One day after the OPEC annual meeting, although composed for publication two weeks ago, this column moves the clock forward to early 2018. There is a background noise of regional “hybrid war” intruding on the market price of World and West Texas Intermediate oil.
Most analysts both commercial and government have failed to account for a Middle East “shock” or upset in the commodity market determination of oil and gas prices. With Southwest and Dakota shale oil predominance, this “shock” is not about an oil supply disruption of imported foreign oil from OPEC Producers. It is a test of confidence that domestic oil offsets Middle East oil dependence.
With the ISIS state having been destroyed in Iraq and Syria, the region reverts to the fundamental conflict over hegemony in the Middle East — Saudi Arabia against Iran. The outline for the struggle for regional supremacy appeared after the Gulf War in the early 1990s.
Syria and Iraq both were ruled by Baathist parties which opposed one another. Saddam Hussein managed Iraq and its Shia majority as a Sunni power-holder. Syria, then and now, is ruled by a non-Sunni minority which has doctrinal affinity with the Shia and its state of Iran political expression.
Syria and Iran formed an alliance nearly 30 years ago against the Saudi Arabia or Sunni concentration. In the U.S. invasion of Iraq and elimination of Saddam Hussein, the Saudi – Sunni bloc lost a buffer against Iran.
U.S. foreign policy is anchored in support of Saudi Arabia’s borders against Iraq and indirectly against Iran.
This diplomacy is based on favorable price and supply of oil to the United States with only two exceptions: the OPEC oil embargo of 1973 (five months) and 9/11 with Saudi nationals destroying the New York city Trade Towers.

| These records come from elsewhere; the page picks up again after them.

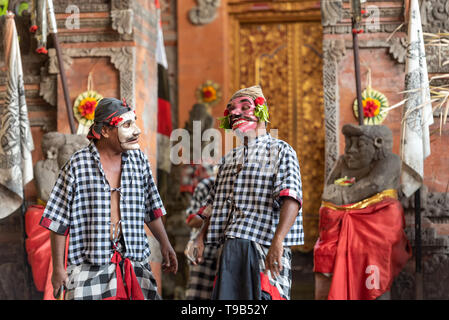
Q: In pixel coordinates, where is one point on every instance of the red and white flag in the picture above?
(164, 123)
(417, 112)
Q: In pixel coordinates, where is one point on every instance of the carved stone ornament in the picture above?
(331, 12)
(333, 52)
(435, 15)
(205, 12)
(122, 58)
(47, 89)
(122, 21)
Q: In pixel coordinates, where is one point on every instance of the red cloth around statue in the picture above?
(38, 247)
(363, 245)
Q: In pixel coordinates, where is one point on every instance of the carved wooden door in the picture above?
(281, 50)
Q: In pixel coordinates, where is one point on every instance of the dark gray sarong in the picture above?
(240, 274)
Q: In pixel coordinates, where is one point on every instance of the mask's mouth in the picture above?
(132, 140)
(239, 121)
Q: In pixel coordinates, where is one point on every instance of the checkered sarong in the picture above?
(201, 276)
(92, 282)
(284, 281)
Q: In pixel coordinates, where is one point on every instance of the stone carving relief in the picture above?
(333, 52)
(331, 12)
(205, 12)
(122, 21)
(435, 15)
(53, 63)
(123, 58)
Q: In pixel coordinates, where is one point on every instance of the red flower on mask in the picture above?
(115, 121)
(259, 101)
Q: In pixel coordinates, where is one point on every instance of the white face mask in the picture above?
(128, 132)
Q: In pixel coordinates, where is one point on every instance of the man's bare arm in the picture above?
(170, 262)
(289, 212)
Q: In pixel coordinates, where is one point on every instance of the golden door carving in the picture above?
(284, 57)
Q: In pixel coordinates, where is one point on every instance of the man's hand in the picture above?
(199, 246)
(289, 212)
(169, 260)
(58, 279)
(273, 261)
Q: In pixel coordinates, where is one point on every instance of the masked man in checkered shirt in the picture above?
(103, 196)
(254, 207)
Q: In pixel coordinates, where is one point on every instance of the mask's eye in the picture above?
(126, 125)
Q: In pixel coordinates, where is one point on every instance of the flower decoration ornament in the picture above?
(84, 109)
(209, 93)
(374, 104)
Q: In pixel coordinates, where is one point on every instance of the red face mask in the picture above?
(241, 114)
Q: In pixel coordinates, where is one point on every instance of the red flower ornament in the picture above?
(259, 101)
(42, 50)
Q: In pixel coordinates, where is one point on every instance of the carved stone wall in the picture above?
(386, 59)
(435, 249)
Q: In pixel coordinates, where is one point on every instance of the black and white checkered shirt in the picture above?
(200, 195)
(81, 201)
(247, 195)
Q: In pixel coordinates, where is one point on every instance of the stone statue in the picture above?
(57, 148)
(362, 244)
(368, 160)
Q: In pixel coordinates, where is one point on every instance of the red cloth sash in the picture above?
(269, 288)
(364, 248)
(38, 247)
(132, 291)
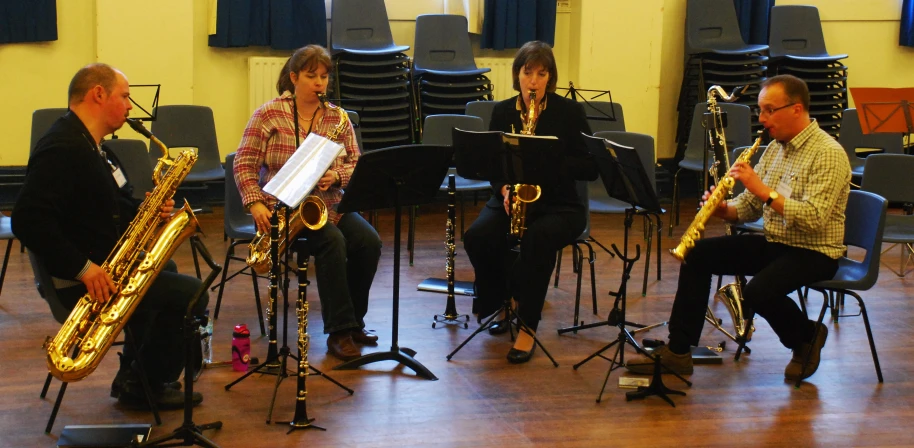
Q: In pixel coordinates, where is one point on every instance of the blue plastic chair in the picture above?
(240, 229)
(891, 178)
(864, 226)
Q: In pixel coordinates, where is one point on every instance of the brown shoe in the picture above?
(363, 336)
(340, 344)
(795, 366)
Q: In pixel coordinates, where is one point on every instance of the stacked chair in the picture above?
(798, 48)
(445, 73)
(716, 55)
(372, 74)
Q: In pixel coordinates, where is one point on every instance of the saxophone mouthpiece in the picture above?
(137, 126)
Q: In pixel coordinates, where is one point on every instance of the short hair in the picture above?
(307, 57)
(535, 53)
(795, 88)
(97, 74)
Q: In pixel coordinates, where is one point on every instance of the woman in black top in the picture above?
(552, 222)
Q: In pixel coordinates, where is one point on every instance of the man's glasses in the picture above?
(758, 111)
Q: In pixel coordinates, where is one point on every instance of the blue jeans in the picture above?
(346, 257)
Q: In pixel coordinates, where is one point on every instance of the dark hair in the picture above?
(88, 77)
(305, 58)
(535, 53)
(795, 88)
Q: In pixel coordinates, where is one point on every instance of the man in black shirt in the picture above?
(74, 206)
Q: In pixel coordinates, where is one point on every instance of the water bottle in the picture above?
(208, 340)
(241, 348)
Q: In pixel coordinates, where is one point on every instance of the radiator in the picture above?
(262, 75)
(500, 76)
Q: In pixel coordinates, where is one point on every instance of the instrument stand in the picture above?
(277, 358)
(190, 433)
(395, 177)
(300, 419)
(656, 388)
(617, 319)
(450, 316)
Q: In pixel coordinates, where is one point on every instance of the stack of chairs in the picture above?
(716, 55)
(798, 48)
(371, 73)
(445, 73)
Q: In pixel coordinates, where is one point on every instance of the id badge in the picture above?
(119, 177)
(784, 189)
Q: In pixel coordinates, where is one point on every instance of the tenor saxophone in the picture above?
(133, 265)
(524, 193)
(694, 232)
(311, 214)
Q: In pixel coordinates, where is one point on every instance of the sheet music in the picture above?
(303, 170)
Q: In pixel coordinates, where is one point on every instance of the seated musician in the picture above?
(553, 221)
(347, 248)
(72, 209)
(800, 187)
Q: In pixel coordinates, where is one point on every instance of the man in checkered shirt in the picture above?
(800, 188)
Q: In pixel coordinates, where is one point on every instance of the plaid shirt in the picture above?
(815, 167)
(268, 142)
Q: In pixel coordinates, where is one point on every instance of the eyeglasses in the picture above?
(758, 111)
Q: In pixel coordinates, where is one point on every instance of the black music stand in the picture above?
(395, 177)
(190, 433)
(625, 179)
(507, 159)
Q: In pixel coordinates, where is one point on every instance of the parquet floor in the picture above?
(480, 399)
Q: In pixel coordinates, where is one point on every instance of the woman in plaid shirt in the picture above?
(347, 248)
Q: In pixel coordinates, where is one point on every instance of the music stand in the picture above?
(507, 159)
(625, 179)
(885, 110)
(395, 177)
(190, 433)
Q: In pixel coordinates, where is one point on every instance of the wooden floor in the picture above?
(480, 399)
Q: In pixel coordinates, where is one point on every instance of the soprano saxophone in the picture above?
(133, 265)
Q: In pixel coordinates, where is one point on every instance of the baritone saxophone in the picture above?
(134, 263)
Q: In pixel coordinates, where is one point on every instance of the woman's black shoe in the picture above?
(516, 356)
(499, 327)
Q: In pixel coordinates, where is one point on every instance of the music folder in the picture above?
(303, 170)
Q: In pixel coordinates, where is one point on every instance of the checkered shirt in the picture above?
(268, 142)
(816, 168)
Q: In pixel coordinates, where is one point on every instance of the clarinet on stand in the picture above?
(450, 315)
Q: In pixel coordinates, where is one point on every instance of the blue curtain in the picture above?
(28, 21)
(281, 24)
(512, 23)
(907, 24)
(753, 19)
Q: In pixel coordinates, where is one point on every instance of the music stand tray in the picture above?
(395, 177)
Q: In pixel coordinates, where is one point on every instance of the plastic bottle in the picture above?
(241, 348)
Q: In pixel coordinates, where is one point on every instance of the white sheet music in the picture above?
(303, 170)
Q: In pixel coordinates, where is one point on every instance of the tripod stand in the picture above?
(190, 433)
(278, 357)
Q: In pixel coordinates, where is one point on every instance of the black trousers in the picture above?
(501, 273)
(776, 270)
(157, 323)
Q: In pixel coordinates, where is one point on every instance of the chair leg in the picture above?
(558, 268)
(228, 257)
(6, 259)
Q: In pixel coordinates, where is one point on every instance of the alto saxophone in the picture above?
(311, 214)
(133, 265)
(524, 193)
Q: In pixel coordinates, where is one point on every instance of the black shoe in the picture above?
(499, 327)
(516, 356)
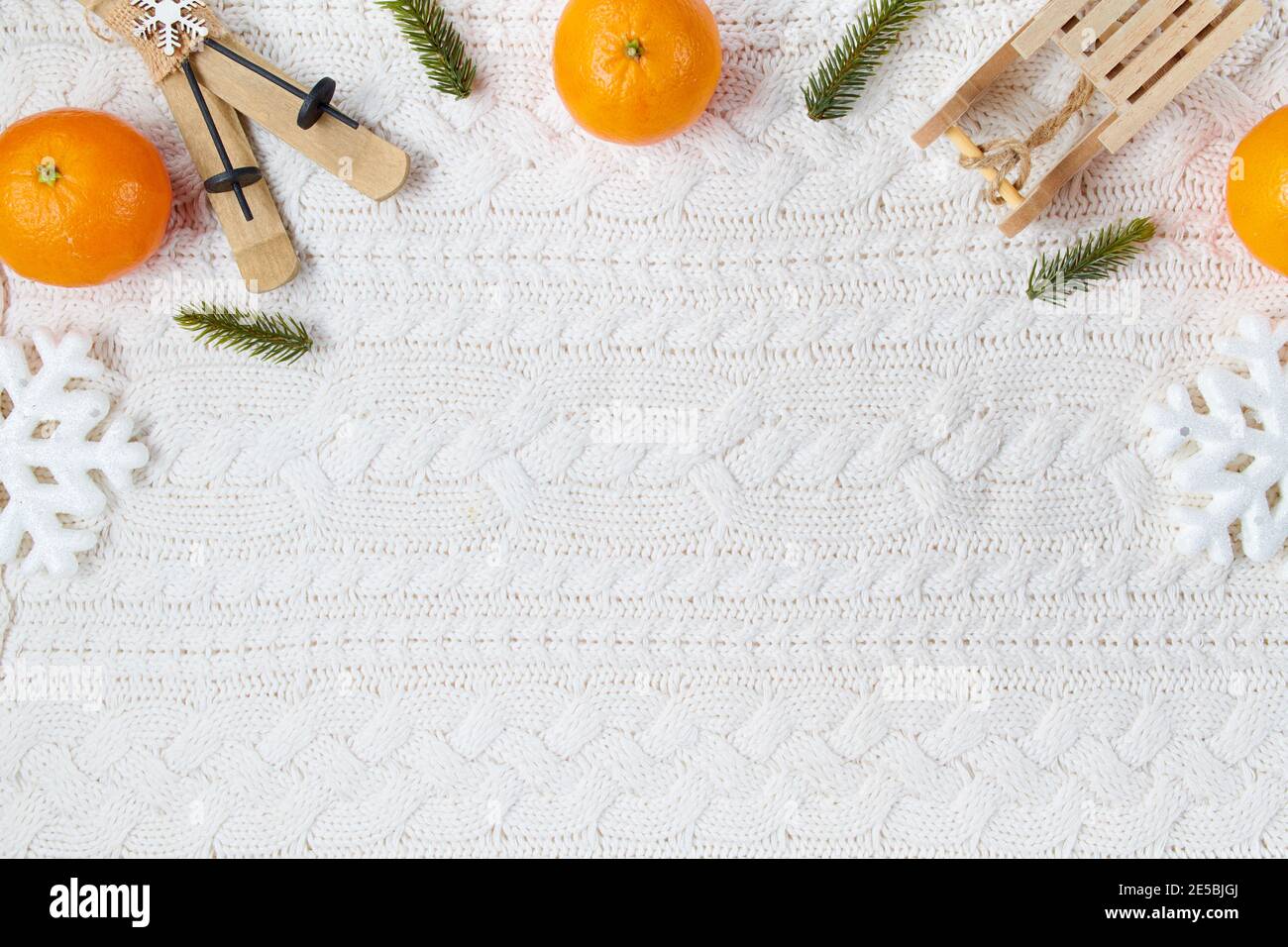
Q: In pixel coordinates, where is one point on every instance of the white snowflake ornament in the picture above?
(167, 21)
(1241, 458)
(65, 454)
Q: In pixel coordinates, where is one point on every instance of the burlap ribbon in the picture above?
(123, 18)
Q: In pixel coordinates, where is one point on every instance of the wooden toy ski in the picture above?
(209, 80)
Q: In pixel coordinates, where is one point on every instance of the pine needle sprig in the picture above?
(842, 76)
(271, 338)
(1095, 257)
(437, 43)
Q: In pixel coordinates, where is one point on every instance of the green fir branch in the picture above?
(842, 76)
(437, 43)
(271, 338)
(1095, 257)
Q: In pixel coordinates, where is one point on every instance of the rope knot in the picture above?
(1013, 155)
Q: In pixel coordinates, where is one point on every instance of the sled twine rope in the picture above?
(1008, 155)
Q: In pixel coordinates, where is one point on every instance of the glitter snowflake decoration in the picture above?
(1241, 457)
(168, 21)
(50, 475)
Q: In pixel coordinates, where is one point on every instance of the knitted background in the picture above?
(720, 497)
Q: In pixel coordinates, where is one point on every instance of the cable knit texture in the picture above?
(720, 497)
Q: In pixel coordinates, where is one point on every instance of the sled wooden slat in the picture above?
(1044, 25)
(1134, 31)
(1159, 52)
(1082, 39)
(966, 94)
(1138, 54)
(1236, 21)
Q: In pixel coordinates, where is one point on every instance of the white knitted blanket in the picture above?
(720, 497)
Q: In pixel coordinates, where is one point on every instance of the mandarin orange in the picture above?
(636, 71)
(84, 197)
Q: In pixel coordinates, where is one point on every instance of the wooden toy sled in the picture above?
(1137, 53)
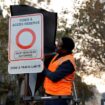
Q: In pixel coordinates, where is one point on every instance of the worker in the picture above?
(60, 73)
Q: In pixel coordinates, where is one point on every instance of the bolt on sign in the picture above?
(25, 44)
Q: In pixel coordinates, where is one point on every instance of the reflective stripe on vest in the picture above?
(64, 86)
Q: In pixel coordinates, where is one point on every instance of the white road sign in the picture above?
(27, 66)
(26, 37)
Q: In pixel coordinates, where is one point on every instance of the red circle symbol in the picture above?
(20, 33)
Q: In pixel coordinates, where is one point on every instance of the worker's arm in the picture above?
(63, 70)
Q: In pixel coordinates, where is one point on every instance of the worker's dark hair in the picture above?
(68, 44)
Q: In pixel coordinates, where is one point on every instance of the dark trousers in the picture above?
(56, 102)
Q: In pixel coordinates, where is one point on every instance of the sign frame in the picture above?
(42, 38)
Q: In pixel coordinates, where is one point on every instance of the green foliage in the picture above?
(84, 91)
(90, 30)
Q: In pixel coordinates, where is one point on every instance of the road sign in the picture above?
(26, 37)
(26, 66)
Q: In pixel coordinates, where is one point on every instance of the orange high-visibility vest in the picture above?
(63, 86)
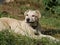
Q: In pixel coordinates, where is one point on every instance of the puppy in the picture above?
(28, 27)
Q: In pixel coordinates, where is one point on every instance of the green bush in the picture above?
(10, 38)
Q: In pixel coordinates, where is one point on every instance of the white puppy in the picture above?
(28, 27)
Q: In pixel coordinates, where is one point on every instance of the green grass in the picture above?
(10, 38)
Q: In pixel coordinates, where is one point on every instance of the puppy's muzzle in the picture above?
(28, 20)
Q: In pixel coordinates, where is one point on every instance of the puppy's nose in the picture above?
(28, 20)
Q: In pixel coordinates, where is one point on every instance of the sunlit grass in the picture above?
(10, 38)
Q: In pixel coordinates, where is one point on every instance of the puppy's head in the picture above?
(32, 16)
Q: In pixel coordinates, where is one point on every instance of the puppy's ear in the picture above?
(26, 12)
(38, 14)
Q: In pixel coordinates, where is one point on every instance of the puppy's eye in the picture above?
(27, 15)
(33, 15)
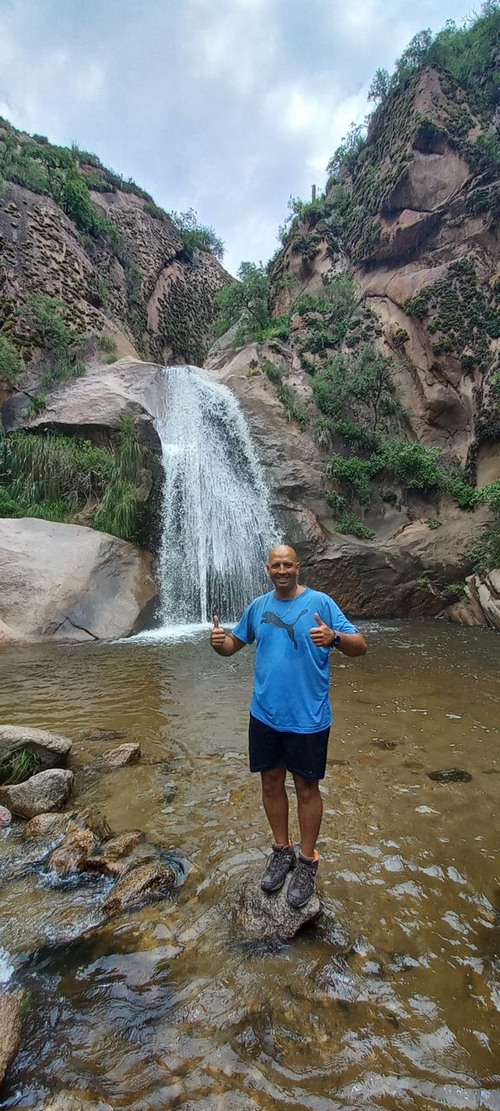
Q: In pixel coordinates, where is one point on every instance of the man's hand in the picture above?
(218, 634)
(321, 633)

The “hybrid war” equates to the declaration by the Crown Prince that a Saudi Arabian “state of war” exists with Iran.
“Hybrid war” is war without traditional weapons and deployment. Cyber, disinformation, terror without “fronts” with troops and air staking out positions mark the character of the fight.
What is at stake for the United States, New Mexico, Texas and New Mexico? If there is OPEC solidarity to extend the agreement (Algiers) to reduce oil production by 1,800,00 barrels per day beyond March 2018, the price of oil WTI oil should reach $62.50 briefly. If there is a sense of conditional uncertainty, then the high $50 per barrel and a trading range.
However, the commodity traders set the price and they will begin to factor in the Saudi Arabia “hybrid war” against Iran as well as the Syria-Iran alliance coupled with Russian background support. The price of oil will fall as the traders perceive that all this threatens the supply cutback agreement by OPEC.
Without doubt Iran is able to add oil production and export to the “hybrid war” as an action-reaction.
Iran would break the OPEC supply reduction agreement by lifting over 4.2 million barrels per day production to 6 million (18 months). Commodity traders would click sell orders, driving the world price to $38.00 per barrel as “production at will” by OPEC and Russia returns to the 2014-2016 price trend. This will not reflect a world oil supply disruption of the United States. Shale oil output now supplants import dependency on foreign oil. This is also a demonstration of Trump-Zinke American oil and gas first as the realization of world oil and gas dominance.
Syria along with Iran has demanded that U.S. forces leave Syria. Rebels in Yemen have launched a ballistic missile against Saudi Arabia. Saudi Arabia has isolated Quatar.
President Trump and the Congress will have added or revived sanctions against Iran to consider – how many oil export barrels will be tolerated?
It will be the Permian against the Persian Gulf in oil supply and prices. The Trump Administration has announced through Secretary Zinke that with American oil and gas world “dominance” there will be no need for “our sons and daughters to go to war” over oil.
The late and lamented Tom Dugan would ask this writer every month after reading this column: what about the price of natural gas – his business in the San Juan Basin.
If he were still at his desk at Dugan Production, I would add that the price of natural gas is up on “hybrid war” in the Middle East because of Qatar’s export predominance in the world LNG market, Mexico’s imports from the U.S. Southwest (60 percent of total consumption), continued substitution for coal, and a cold winter dipping into storage.
The EIA (Federal agency) forecast early in the year of $3.60 per thousand cubic feet seems reasonable as 2018 high.
How many more wells coal-bed methane wells Tom Dugan would now drill in his career of successful risk-taking? We are left what he and his “hands” did, which is not unsubstantial.
Daniel Fine is the associate director of New Mexico Tech’s Center for Energy Policy. The opinions expressed are his own.